寝室のエアコンもとても静かでよく動く(一階の部屋は、音だけはすごいのだが、まったくエアコン機能が働いていなかった)。欲を言えば、シーリングファンの状態が少し悪いことくらいか。台所に備え付けのあれこれも、一階の部屋のときよりもよかった。日本人的には、光がたくさん差し込む二階の部屋の方が、ずっと好み。こちらの人は、窓はできるだけ小さく暗く、日中も全然、空気を入れ替えたりしないのが好みなので、普通の家の窓は小さくて遮光ガラスになっている。でもこのアパートは、基本的に外国人向けあるいは都市生活者向けなので、窓は透明で大きく、風がたくさん入る。なので、昼間も窓を開けているのは、わたしと二階のトルコの人だけ。あとの部屋のこちらの人たちは、全員、窓を締め切っている。
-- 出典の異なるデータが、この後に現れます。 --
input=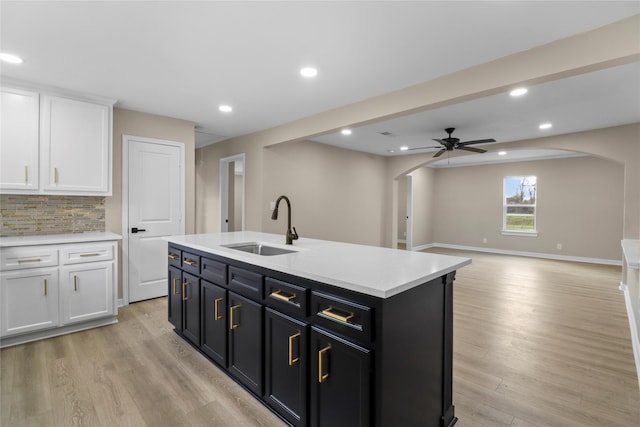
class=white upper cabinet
[0,85,114,196]
[0,87,40,193]
[40,95,111,195]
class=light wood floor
[0,250,640,427]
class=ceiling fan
[409,128,496,157]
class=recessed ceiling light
[300,67,318,77]
[509,87,527,96]
[0,53,24,64]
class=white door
[123,135,185,303]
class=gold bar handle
[18,258,42,264]
[322,307,353,323]
[318,344,331,383]
[289,332,300,366]
[213,298,224,320]
[269,289,297,302]
[229,304,240,330]
[182,282,189,301]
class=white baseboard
[620,283,640,388]
[412,242,622,266]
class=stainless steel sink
[222,242,297,256]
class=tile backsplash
[0,194,105,237]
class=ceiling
[0,0,640,160]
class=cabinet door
[0,267,59,337]
[167,267,182,332]
[60,262,115,324]
[200,280,229,368]
[310,327,372,427]
[264,308,308,426]
[228,292,263,396]
[182,272,200,347]
[40,95,111,195]
[0,87,39,192]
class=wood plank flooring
[0,249,640,427]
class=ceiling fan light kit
[409,128,496,157]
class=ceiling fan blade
[458,138,496,146]
[458,145,487,153]
[407,146,442,151]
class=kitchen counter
[0,231,122,248]
[164,231,471,298]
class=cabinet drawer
[0,246,58,271]
[60,245,114,264]
[200,257,227,287]
[264,277,308,318]
[182,251,200,275]
[168,246,182,268]
[229,266,264,301]
[311,291,373,342]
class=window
[502,176,538,235]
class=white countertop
[0,231,122,248]
[164,231,471,298]
[622,239,640,270]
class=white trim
[118,134,186,307]
[218,153,247,232]
[500,230,538,237]
[620,282,640,387]
[413,242,622,266]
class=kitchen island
[166,232,471,427]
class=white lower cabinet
[0,267,60,337]
[60,262,114,324]
[0,237,118,347]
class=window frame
[502,175,538,237]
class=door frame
[118,134,186,306]
[219,153,247,232]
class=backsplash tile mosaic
[0,194,105,237]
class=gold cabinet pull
[289,332,300,366]
[213,298,224,320]
[322,307,353,323]
[269,289,297,302]
[318,344,331,383]
[182,282,189,301]
[229,304,240,330]
[18,258,42,264]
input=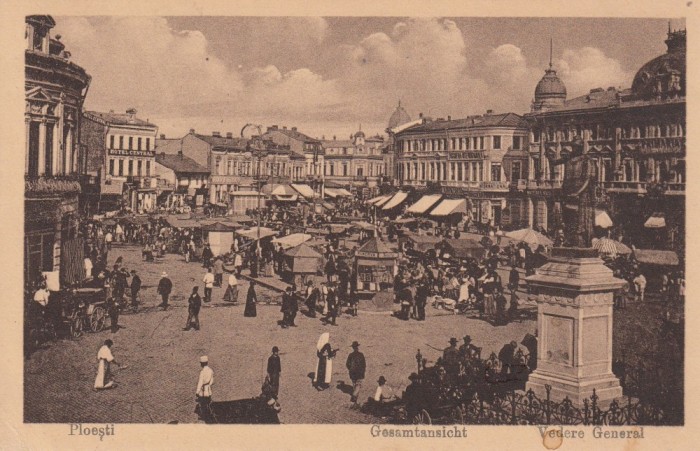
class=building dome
[632,30,686,99]
[387,101,411,129]
[535,67,566,102]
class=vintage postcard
[0,1,698,449]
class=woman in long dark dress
[243,280,258,318]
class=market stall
[202,222,236,255]
[355,238,398,293]
[284,243,322,288]
[272,233,313,249]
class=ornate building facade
[519,29,686,250]
[392,111,528,226]
[81,108,158,213]
[322,130,387,189]
[156,129,292,205]
[24,16,91,284]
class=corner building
[518,29,686,254]
[392,110,528,226]
[24,15,91,285]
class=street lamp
[241,123,267,272]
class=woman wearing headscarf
[243,280,258,318]
[314,332,337,391]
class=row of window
[532,124,684,142]
[398,135,523,152]
[109,135,151,150]
[324,162,384,177]
[109,158,151,177]
[26,121,80,177]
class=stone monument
[525,248,624,407]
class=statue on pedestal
[562,136,596,247]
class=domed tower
[353,124,365,146]
[532,40,566,111]
[387,100,411,130]
[632,24,686,100]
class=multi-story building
[155,152,209,208]
[156,129,292,206]
[392,110,528,225]
[519,29,686,249]
[24,16,90,284]
[82,108,158,212]
[263,125,324,192]
[321,130,386,189]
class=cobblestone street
[24,247,536,423]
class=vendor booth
[202,222,236,255]
[355,238,398,293]
[443,238,486,260]
[284,243,322,288]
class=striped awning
[644,215,666,229]
[430,199,467,216]
[407,194,442,213]
[292,183,314,199]
[374,194,394,207]
[382,191,408,210]
[593,238,632,257]
[595,210,612,229]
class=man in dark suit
[267,346,282,399]
[345,341,367,403]
[158,271,173,310]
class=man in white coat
[95,339,119,390]
[195,355,214,424]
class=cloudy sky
[54,16,684,138]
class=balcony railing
[24,174,81,196]
[600,180,685,195]
[515,179,562,191]
[440,180,510,191]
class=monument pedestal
[525,248,624,407]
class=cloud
[56,17,632,135]
[57,17,243,114]
[557,47,634,98]
[342,18,490,120]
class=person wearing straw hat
[158,271,173,310]
[345,341,367,403]
[195,355,214,424]
[372,376,396,403]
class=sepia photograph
[6,2,692,449]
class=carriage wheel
[27,328,41,354]
[70,315,83,338]
[450,406,464,424]
[413,409,433,424]
[90,306,106,332]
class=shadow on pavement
[211,398,280,424]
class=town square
[23,15,687,428]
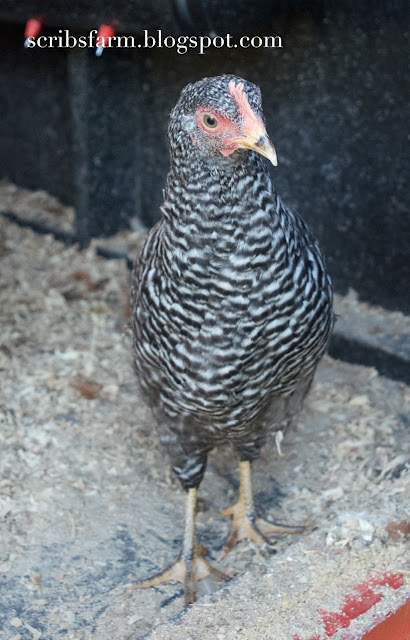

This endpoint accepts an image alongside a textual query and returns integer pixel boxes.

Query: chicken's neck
[162,152,286,270]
そしてエアコンをがんがんと入れている。

お風呂の記憶も、思っていたよりはずっと広くて、お風呂用のプラスチックの椅子を買ってきたところ、それで全然オッケーになった。快適に暮らしている。ただ、大学からちょっと遠いのだけが難点。

10月の中頃、お給料はいつ、どうやってもらえるのかなと、秘書さんに尋ねたところ、たぶん学期末だろうと、普通の顔で言われた。ええー。と唸ってもどうしたって、出ないものは出ない国である。心証を悪くするのも得策ではないので、ああそうですかと受け止めた。仕方がないです。

二階の部屋に移動したら、インターネットを引こうと思っていたのだけど、二階のわたしの部屋だけ、電話回線が届いていないとのこと。お給料も出ないし、これも今少し、ベンディングと相成った。
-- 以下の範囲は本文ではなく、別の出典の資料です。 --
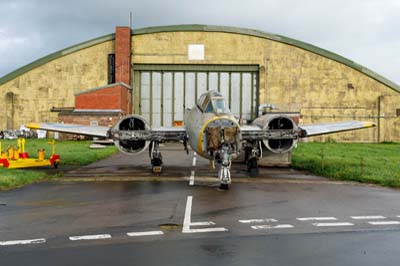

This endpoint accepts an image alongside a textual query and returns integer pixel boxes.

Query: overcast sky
[0,0,400,84]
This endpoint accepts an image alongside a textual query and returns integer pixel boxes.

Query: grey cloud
[0,0,400,83]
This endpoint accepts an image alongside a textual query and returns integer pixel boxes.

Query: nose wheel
[218,165,231,190]
[149,142,163,174]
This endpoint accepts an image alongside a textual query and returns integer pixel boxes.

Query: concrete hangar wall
[0,25,400,142]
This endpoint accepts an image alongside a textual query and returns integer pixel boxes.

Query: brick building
[0,25,400,142]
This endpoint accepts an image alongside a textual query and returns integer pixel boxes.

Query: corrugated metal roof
[0,24,400,92]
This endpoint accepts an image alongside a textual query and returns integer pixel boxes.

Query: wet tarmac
[0,146,400,265]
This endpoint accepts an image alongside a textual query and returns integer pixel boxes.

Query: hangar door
[134,65,259,127]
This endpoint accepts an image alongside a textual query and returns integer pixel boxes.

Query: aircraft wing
[115,127,187,142]
[25,123,110,138]
[240,121,375,141]
[25,123,186,142]
[299,121,375,137]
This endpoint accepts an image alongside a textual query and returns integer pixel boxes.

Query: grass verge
[0,139,117,190]
[292,142,400,188]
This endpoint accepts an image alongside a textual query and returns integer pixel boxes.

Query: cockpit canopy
[197,90,230,115]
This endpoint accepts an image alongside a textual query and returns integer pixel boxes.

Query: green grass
[0,139,117,190]
[292,142,400,187]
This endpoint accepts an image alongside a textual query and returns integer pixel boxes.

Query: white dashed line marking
[189,170,194,186]
[313,223,354,227]
[351,215,386,220]
[239,219,278,224]
[0,238,46,246]
[190,221,215,226]
[368,221,400,225]
[296,217,337,221]
[251,224,294,230]
[126,231,164,236]
[182,196,228,234]
[69,234,111,241]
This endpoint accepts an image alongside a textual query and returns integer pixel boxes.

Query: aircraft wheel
[219,184,229,190]
[247,157,258,173]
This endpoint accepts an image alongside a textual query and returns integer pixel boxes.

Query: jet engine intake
[111,115,150,154]
[253,115,298,153]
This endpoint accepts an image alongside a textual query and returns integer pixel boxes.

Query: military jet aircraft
[26,90,375,189]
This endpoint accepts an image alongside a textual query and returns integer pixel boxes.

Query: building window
[108,54,115,84]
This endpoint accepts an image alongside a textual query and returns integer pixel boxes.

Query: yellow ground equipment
[0,139,60,168]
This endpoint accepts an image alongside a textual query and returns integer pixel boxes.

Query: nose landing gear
[218,145,232,190]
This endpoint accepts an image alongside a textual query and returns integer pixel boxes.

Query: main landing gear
[149,141,163,174]
[245,142,262,174]
[218,146,232,190]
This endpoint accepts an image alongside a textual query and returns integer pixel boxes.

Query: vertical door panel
[185,72,196,108]
[162,72,173,127]
[230,73,241,117]
[152,72,161,127]
[174,72,184,121]
[196,72,208,96]
[208,72,220,91]
[242,73,252,120]
[140,72,150,123]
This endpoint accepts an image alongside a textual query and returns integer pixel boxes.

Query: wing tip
[25,123,40,129]
[362,122,376,127]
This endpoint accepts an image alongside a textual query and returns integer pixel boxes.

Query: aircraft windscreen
[212,99,229,114]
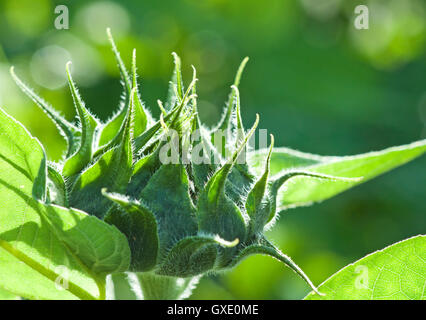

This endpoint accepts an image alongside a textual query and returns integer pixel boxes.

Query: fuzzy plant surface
[0,28,426,299]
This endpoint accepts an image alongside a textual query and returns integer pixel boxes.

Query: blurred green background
[0,0,426,299]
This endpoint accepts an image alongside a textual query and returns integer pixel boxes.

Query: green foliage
[0,31,425,299]
[305,235,426,300]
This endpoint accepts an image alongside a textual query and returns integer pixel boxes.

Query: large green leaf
[0,109,130,299]
[249,140,426,209]
[305,235,426,300]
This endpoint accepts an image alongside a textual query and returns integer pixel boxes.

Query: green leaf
[102,191,159,272]
[226,238,318,293]
[69,101,133,218]
[212,57,249,156]
[245,135,274,233]
[132,49,152,137]
[141,164,197,255]
[249,140,426,209]
[47,165,69,207]
[99,28,132,146]
[62,62,99,177]
[197,115,259,263]
[165,52,184,111]
[0,288,21,300]
[218,57,249,134]
[305,235,426,300]
[157,236,218,278]
[157,235,238,277]
[0,109,129,299]
[10,67,81,157]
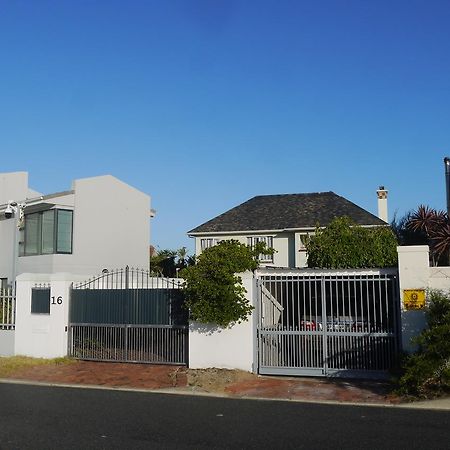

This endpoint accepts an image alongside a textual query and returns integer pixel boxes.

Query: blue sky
[0,0,450,253]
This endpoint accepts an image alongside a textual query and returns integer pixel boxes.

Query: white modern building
[0,172,154,288]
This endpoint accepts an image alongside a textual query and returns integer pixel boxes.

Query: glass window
[25,213,40,255]
[19,209,73,256]
[200,238,219,252]
[247,236,273,262]
[42,209,55,255]
[56,209,73,253]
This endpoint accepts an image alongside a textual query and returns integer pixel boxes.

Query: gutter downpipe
[444,157,450,216]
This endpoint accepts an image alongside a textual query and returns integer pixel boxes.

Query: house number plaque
[52,295,62,305]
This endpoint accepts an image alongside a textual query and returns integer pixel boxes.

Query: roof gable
[188,192,386,234]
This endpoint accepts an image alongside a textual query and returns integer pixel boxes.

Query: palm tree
[406,205,450,265]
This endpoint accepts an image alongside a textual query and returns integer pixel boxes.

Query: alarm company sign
[403,289,425,311]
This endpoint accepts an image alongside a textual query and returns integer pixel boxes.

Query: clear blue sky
[0,0,450,253]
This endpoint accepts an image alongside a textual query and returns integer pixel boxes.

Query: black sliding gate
[68,267,188,365]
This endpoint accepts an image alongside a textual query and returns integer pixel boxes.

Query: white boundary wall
[397,245,450,352]
[0,330,15,356]
[189,272,256,372]
[14,273,88,358]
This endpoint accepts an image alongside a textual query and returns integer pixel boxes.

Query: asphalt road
[0,383,450,450]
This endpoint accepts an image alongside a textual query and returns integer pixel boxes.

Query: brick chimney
[377,186,389,223]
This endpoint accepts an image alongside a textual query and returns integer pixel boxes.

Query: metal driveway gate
[68,267,188,364]
[257,270,399,377]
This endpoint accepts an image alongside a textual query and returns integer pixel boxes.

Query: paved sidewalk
[0,361,450,409]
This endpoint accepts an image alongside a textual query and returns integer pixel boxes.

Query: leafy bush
[305,217,397,269]
[181,240,273,327]
[399,291,450,398]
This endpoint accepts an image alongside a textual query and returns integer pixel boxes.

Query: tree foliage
[392,205,450,266]
[181,240,273,327]
[150,247,195,277]
[305,217,397,269]
[399,290,450,397]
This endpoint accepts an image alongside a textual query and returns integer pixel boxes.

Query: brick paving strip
[0,361,400,405]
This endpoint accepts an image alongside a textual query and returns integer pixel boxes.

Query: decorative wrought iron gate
[68,267,188,364]
[257,271,399,378]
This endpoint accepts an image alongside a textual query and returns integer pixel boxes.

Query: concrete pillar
[377,186,389,223]
[397,245,430,352]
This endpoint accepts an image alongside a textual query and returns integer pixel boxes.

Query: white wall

二ヶ月が過ぎたけれど、未だ、仮住まい感を払いきれないのは、こういうもろもろのせいなのかなと、あれこれ考える毎日です。


14-11-2013 / Thursday [長年日記]

_ アパートの部屋の引越しが終わり、ようよう荷解きも完了したと思ったら、今度は大学の部屋の引越しがある。今は、日本語学科の教職員が全員ひとつの部屋に集まっている。小学校や中学校の職員室のイメージで、机がコの字型に並んでいる。それぞれの机の前には、卒論指導用の椅子がおいてある。この部屋の構えがきらいな人はきらいだろうけれど、わたしは意外なことに、きらいではない。それが、文学部の教員はこれから全員一人一部屋というお達しがあったとのことで、今、すべての学科が民族大移動をしている。わたしも一部屋もらえるという話である。それでこの2週間はずっと落ち着かない生活をしていた。その2週間の間に中間試験もあって、睡眠時間も全然足りなかったし、家も大学もざわざわして全然落ち着かなかった。明日、新しい個人研究室へ引越しですよと、2週間前からずっと毎日毎日、お触れがあって、いつでも荷物が出せるようにとずっと荷物はダンボールに詰めっぱなしだったのである。で、明日かあさってにいよいよ引越しという最後?の通知が、今朝、出された。しかし、現時点で、移動先とされる部屋の壁はまだぶち抜かれていて、エアコンも取り外されていて、天井の照明でさえ、保護用のビニルがかけられている。でもきっとなんとかなるのだろうなあ。そういう国だから。不思議なことであるけれど、なにもかも最後にはつじつまがあうようになっている。なにもかもなぞだけど。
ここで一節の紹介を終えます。